You are viewing a plain text version of this content. The canonical link for it is here.
Posted to dev@nifi.apache.org by Russell Whitaker <ru...@gmail.com> on 2015/10/05 22:14:28 UTC

A flow to PutSQL the lines of a CSV file?

Use case I'm attempting:

1.) ingest a CSV file with header lines;
2.) remove header lines (i.e. remove N lines at head);
2.) SQL INSERT each remaining line as a row in an existing mysql table.

My thinking so far:

#1 is given (CSV fetched already);
#2 simple, should be handled in the context of ExecuteStreamProcessor;

#3 is where I'm scratching my head: I keep re-reading the Description field for
the PutSQL processor in http://nifi.apache.org/docs.html but can't seem to
parse this into what I need to do to prepare a flowfile comprising lines of
comma-separated lines of text into a series of INSERT statements:

"Executes a SQL UPDATE or INSERT command. The content of an incoming
FlowFile is expected to be the SQL command to execute. The SQL command
may use the ? to escape parameters. In this case, the parameters to
use must exist as FlowFile attributes with the naming convention
sql.args.N.type and sql.args.N.value, where N is a positive integer.
The sql.args.N.type is expected to be a number indicating the JDBC
Type."

Of related interest: there seems to be only one CSV-relevant processor type in
v0.3.0, ConvertCSVToAvro; I fear the need to have to do something like this:

ConvertCSVToAvro->ConvertAvroToJSON->ConvertJSONToSQL->PutSQL

Guidance, suggestions? Thanks!

Russell

-- 
Russell Whitaker
http://twitter.com/OrthoNormalRuss
http://www.linkedin.com/pub/russell-whitaker/0/b86/329

Re: A flow to PutSQL the lines of a CSV file?

Posted by Russell Whitaker <ru...@gmail.com>.
On Tue, Oct 6, 2015 at 7:17 AM, Bryan Bende <bb...@gmail.com> wrote:
> Hi Russell,
>
> I understand what you are getting at... I don't think the current
> processors we have are designed to handle this bulk load scenario.
>

That's what I'm gathering so far myself, having been poring over the history of
related processors in Jira.

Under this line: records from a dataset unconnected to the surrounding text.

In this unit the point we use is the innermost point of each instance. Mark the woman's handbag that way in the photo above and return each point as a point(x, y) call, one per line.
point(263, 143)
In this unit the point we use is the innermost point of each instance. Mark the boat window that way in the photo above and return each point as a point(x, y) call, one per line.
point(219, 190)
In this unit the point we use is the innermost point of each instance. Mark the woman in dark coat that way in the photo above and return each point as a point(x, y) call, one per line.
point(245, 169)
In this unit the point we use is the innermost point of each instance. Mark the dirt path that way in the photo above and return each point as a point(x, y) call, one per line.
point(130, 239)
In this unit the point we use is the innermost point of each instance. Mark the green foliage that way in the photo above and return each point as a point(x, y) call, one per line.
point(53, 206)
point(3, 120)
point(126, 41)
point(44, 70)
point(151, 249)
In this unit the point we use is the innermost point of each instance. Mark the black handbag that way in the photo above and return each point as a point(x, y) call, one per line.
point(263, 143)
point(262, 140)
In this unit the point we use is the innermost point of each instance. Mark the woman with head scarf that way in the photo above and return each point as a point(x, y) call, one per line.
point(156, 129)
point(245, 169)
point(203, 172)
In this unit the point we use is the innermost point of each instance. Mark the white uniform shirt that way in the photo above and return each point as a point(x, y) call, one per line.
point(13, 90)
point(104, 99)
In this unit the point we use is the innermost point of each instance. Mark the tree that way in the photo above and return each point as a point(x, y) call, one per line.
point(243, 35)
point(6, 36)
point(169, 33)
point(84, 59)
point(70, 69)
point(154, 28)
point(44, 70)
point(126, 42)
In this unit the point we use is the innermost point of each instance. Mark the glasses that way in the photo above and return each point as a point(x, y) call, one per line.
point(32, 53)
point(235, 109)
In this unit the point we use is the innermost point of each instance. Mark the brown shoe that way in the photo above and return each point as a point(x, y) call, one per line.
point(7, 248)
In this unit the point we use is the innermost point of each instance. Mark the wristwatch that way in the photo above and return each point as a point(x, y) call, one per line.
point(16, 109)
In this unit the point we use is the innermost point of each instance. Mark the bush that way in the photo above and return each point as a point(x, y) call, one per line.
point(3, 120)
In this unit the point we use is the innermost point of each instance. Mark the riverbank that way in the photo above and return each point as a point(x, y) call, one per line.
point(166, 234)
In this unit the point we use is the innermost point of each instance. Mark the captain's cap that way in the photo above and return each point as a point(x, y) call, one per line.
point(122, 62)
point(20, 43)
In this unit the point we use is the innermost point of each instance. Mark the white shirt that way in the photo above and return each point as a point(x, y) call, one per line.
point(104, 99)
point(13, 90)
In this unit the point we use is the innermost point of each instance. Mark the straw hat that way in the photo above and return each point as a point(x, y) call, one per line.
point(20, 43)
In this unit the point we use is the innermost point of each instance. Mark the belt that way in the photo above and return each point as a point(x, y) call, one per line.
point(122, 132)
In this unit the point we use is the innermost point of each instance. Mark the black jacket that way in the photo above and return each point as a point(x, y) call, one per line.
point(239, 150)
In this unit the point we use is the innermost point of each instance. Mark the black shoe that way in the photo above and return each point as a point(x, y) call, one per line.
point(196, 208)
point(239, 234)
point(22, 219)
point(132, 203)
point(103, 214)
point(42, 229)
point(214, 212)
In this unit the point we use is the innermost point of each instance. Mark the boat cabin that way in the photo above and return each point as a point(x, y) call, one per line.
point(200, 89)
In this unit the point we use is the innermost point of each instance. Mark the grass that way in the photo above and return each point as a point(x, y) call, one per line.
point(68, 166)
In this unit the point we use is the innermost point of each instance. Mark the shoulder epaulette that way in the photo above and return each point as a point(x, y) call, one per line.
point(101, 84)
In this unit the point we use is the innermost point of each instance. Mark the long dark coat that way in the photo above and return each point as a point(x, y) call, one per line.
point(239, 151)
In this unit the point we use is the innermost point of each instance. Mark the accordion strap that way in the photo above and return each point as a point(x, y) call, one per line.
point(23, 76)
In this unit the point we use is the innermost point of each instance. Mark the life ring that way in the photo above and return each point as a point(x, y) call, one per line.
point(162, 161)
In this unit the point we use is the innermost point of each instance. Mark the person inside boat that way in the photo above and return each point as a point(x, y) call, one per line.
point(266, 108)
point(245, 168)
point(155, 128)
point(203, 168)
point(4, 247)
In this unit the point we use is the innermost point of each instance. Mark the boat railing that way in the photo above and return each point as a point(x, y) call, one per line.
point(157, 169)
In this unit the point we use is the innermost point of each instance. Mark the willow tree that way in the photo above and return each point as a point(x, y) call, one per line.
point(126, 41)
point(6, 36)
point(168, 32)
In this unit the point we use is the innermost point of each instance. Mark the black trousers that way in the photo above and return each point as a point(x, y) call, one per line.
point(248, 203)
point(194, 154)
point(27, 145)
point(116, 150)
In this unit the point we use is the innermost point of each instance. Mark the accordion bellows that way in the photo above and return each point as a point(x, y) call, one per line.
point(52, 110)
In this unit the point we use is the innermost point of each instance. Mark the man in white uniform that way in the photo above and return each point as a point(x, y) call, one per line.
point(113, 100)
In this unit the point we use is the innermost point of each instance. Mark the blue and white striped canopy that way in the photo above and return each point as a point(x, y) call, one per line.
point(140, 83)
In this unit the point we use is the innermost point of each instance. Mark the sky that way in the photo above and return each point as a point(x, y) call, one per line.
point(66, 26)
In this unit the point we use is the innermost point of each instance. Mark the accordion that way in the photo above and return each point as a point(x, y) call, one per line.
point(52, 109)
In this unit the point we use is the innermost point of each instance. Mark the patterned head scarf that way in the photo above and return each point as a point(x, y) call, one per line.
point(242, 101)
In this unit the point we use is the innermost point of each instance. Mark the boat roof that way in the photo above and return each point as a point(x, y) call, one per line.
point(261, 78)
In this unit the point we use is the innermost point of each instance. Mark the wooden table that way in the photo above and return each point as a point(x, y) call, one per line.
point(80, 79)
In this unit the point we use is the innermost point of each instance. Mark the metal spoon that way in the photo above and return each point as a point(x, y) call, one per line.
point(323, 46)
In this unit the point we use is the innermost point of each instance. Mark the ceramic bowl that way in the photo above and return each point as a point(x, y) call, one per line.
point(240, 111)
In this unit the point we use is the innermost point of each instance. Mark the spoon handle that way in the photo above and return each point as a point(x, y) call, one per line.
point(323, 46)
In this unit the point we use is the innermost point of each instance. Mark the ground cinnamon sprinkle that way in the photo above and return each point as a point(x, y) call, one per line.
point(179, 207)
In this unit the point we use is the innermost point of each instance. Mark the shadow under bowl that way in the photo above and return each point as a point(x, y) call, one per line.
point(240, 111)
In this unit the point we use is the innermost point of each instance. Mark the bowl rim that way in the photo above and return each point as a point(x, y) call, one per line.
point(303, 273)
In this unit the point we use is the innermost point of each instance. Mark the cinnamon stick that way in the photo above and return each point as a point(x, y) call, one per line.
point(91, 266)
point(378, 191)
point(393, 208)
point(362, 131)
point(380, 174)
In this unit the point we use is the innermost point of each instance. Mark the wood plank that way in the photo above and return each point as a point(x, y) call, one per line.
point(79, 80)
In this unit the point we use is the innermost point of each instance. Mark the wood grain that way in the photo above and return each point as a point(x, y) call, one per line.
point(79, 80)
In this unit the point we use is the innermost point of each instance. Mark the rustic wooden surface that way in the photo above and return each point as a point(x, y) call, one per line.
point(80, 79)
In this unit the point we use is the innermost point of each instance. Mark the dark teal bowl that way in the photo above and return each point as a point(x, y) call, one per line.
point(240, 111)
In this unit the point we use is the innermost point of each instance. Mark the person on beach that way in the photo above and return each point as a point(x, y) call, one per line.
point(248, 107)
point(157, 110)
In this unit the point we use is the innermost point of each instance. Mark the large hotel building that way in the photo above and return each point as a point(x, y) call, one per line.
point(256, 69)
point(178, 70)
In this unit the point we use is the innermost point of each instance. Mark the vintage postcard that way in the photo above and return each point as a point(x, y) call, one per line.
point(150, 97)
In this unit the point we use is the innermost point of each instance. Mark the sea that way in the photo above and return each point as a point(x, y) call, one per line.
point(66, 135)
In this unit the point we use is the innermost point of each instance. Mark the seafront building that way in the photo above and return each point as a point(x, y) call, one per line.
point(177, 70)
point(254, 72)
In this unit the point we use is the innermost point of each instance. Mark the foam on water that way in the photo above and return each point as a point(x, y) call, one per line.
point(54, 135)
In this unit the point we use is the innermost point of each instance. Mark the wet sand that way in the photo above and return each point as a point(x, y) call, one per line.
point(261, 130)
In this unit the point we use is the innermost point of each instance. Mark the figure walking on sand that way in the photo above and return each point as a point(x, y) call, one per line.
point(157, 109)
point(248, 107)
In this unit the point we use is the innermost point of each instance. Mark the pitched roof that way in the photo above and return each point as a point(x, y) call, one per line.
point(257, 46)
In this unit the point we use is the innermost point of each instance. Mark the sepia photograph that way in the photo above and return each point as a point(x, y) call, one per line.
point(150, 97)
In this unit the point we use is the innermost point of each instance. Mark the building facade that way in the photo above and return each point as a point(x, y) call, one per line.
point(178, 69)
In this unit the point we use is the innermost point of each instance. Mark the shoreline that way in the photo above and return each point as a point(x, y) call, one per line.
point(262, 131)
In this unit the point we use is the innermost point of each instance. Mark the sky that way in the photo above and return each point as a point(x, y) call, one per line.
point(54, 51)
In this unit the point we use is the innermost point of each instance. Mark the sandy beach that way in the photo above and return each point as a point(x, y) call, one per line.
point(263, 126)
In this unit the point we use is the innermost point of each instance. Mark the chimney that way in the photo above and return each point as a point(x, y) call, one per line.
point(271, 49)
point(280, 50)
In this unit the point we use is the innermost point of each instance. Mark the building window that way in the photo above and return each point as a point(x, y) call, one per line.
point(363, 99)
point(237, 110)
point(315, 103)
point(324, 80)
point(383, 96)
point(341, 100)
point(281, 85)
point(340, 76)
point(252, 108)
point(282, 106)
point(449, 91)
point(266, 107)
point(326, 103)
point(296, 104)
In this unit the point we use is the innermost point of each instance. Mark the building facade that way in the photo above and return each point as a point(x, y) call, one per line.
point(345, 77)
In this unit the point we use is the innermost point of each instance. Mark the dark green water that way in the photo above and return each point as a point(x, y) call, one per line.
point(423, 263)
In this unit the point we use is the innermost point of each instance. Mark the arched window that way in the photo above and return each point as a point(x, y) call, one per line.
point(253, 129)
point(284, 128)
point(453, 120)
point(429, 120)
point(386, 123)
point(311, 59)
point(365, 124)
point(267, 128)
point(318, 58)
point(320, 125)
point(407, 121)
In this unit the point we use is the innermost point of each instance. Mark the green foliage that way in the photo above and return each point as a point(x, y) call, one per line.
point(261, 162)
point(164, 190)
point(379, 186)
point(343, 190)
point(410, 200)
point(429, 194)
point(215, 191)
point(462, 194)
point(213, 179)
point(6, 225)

I'm surprised it hadn't come up as an
issue, but then
there's always a first time for everything.

> The series of processors you outlined in your original email would likely
> work, but I *think* it would suffer the same problem of producing a lot of
> FlowFiles because ConvertJSONToSQL will produce a FlowFile with one SQL
> statement for each entry of the JSON array. You would have to try this out
> to see if you are getting the performance you want with your data set.

Looks like that's what I'll need to do in the short term.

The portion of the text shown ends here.